# Fancy Guppy Disease?



## Guest (Jun 21, 2005)

I've had two fancy guppies for about two years. I had a male at the beginning, he impregnanted them and died. Then I had a number of babies fromt he two females, only 5 survived. The first female, her back began deforming and sloping down. She died a few months after. Now my other female is having the same thing happen to her. Her babies are fine.

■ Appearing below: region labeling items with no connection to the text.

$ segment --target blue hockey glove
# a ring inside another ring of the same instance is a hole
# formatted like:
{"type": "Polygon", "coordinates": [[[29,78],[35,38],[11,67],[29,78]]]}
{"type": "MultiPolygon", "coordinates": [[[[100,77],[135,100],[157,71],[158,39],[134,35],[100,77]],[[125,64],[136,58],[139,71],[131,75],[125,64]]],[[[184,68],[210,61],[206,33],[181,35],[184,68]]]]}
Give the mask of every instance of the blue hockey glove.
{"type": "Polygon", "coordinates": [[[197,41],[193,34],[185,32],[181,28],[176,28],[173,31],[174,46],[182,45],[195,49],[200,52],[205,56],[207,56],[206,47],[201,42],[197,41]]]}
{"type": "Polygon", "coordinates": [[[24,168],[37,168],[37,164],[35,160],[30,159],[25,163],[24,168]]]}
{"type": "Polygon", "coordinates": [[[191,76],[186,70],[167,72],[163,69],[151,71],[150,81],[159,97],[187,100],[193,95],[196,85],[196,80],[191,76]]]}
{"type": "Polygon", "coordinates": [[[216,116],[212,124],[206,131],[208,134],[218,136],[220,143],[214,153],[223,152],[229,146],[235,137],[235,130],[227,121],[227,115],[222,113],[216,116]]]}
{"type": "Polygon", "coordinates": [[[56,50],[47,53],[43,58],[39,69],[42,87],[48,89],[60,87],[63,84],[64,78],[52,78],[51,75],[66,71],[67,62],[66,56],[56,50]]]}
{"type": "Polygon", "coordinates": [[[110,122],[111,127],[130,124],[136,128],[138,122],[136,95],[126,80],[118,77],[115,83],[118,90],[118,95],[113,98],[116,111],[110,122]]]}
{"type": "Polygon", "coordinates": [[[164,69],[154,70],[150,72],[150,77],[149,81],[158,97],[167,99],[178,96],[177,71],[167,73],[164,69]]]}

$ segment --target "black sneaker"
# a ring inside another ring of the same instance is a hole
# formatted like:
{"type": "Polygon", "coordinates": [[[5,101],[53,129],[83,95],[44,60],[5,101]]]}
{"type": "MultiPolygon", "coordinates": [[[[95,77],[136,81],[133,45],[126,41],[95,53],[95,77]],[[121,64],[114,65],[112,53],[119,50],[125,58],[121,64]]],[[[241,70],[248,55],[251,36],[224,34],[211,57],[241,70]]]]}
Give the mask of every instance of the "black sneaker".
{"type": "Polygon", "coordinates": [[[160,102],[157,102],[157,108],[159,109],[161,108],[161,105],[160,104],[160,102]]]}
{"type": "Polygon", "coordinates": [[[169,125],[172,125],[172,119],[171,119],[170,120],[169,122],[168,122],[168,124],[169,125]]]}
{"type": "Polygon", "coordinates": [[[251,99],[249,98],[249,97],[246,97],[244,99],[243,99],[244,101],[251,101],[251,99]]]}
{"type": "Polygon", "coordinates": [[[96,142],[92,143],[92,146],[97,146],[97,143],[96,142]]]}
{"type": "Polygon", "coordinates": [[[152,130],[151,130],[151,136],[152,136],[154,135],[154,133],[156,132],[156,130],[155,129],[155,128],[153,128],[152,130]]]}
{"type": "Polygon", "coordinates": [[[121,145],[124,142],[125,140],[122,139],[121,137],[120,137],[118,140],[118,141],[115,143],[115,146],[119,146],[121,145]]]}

Is this a fancy guppy disease or am I doing something wrong??


----------



## Lexus (Jan 19, 2005)

No its just inbreeding. Guppies reproduce so often and so much and they dont exactly check last names before mating. They are getting so overbred and inbred that its really hard to keep them alive. Unless of course you get them from a breeder


----------



## Damon (Jan 18, 2005)

Childbirthing isn't easy. Add that stress to the fact that many fancy guppies are so interbred that the strains in LFS are very weak. It equals very shortened lifespan of fancy guppies.


----------



## sbsociety (May 1, 2005)

Last month, I saw a fancy guppy in my LFS's (99 cent returned fish) tank... It was so huge and weird lookin. The tail sloped down SO much, that it literally made a C shape. And it was huge! (for a guppy) It was about the size of my full grown sailfin mollies. I asked the guy about it, and he said he wouldn't recommend buying it. (down selling, I love it when they tell you the truth, at least he cared more about the customer than getting rid of that thing) Evidently someone bought it, a week later it was gone. It was actually cool lookin, but knowing that it's not SUPPOSED to look like that made it a scary sight. lol.


----------



## Guest (Jun 21, 2005)

Thanks guys, I was wondering if it was maybe something I was doing with my tank.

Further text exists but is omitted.